Ling & Sons. We usually make several trips.


----------



## webgriffins (Aug 14, 2012)

*My choice - Ling & Sons*

Ling & Sons has the best selection & price I think.
 I have been going to Aruba for several years and this year was my first visit to Ling & Sons.
I always shopped at the Certified Grocery, Kung Fu and Super Food.  Although I still shop at the them for "special items"  they carry, I prefer Ling & Sons for the bulk of my shopping. They are ALL near each other...I take the Divi Shuttle to the end, and then walk from one to the other, not far, (I get my cardio workout in, so I can sit at the beach/pool without guilt).


----------



## Harmina (Aug 17, 2012)

*Aruba grocery store hours?*

It's been a while since we've been to Aruba....are the grocery stores open on Sunday? What time does Ling close on Saturday?


----------



## Lee55 (Aug 17, 2012)

Harmina said:


> It's been a while since we've been to Aruba....are the grocery stores open on Sunday? What time does Ling close on Saturday?

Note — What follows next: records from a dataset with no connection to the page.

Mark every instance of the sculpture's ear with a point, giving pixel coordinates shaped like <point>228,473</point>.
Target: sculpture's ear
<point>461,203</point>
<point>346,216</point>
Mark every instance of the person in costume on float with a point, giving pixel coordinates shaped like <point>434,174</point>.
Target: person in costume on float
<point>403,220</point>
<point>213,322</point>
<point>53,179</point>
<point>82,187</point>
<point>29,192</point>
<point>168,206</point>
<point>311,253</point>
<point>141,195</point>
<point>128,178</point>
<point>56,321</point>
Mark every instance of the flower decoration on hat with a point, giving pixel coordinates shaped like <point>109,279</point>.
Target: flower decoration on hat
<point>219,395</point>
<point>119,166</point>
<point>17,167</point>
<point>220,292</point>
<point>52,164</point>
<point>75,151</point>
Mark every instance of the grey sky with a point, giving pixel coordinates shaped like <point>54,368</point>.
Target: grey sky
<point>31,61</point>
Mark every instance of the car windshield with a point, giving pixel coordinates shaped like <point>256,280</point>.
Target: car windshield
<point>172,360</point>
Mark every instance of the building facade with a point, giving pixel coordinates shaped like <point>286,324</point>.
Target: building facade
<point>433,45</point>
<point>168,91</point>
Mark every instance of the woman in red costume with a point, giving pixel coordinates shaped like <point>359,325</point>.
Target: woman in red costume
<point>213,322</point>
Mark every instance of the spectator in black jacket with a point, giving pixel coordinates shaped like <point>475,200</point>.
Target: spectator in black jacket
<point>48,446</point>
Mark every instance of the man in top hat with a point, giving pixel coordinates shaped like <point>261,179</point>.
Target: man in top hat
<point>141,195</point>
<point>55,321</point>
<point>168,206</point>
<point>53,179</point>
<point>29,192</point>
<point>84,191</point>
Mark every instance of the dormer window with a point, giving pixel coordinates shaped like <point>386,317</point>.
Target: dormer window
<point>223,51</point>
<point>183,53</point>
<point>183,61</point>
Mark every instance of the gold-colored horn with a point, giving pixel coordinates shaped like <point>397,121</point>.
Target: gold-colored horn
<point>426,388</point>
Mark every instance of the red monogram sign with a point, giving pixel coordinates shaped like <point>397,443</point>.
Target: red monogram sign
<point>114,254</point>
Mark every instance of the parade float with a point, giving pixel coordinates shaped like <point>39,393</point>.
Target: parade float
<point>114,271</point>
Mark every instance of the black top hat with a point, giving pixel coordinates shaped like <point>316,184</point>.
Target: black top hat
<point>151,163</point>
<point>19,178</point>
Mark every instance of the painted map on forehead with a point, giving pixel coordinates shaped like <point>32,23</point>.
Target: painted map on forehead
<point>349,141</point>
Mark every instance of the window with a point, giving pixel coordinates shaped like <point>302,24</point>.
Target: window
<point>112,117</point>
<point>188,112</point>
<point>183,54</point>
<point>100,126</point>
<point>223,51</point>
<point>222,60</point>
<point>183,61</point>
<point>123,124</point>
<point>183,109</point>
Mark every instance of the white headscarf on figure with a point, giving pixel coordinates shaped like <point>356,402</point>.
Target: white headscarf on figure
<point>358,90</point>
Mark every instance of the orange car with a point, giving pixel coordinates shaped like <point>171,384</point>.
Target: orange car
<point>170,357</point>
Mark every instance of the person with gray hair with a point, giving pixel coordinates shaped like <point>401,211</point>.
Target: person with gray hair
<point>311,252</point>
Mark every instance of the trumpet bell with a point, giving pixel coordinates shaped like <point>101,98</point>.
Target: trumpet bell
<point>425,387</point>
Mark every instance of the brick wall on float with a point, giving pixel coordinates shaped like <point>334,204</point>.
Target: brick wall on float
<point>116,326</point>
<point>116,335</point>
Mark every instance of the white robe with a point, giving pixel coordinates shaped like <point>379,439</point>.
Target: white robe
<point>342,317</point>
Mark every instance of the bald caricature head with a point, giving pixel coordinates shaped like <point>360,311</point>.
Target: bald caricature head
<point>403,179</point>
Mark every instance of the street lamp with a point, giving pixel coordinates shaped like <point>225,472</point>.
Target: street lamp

Lings hours: Monday to Saturday 8:00am to 8:00pm, Sundays 9:00am to 1:00pm


----------



## Harmina (Aug 17, 2012)

Thank you so much....


----------



## IngridN (Aug 17, 2012)

Lings & Sons carries more 'American' brands than the others as well as having the best veggie/fruit selection. Hong King is more Dutch oriented. We do most of our shopping at Lings but hit the others if Lings is out of whatever we need.

Ingrid


----------



## mazzonetv (Sep 3, 2012)

We just returned from 2 weeks at the surf club and had ling and sons deliver all of our food to our room. My wife contacted them about a week before we arrived. When we checked in around 2pm - our food was already in our room.  Our flight landed at 1:30 and by 3 I was in the pool!


----------



## Squan66 (Sep 3, 2012)

We too do the majority of our shopping at Lings.  Kong Fui is closer to the Surf Club but they just don't have the variety.  I have also heard good things about Chengs.  I may have to give them a try in February


----------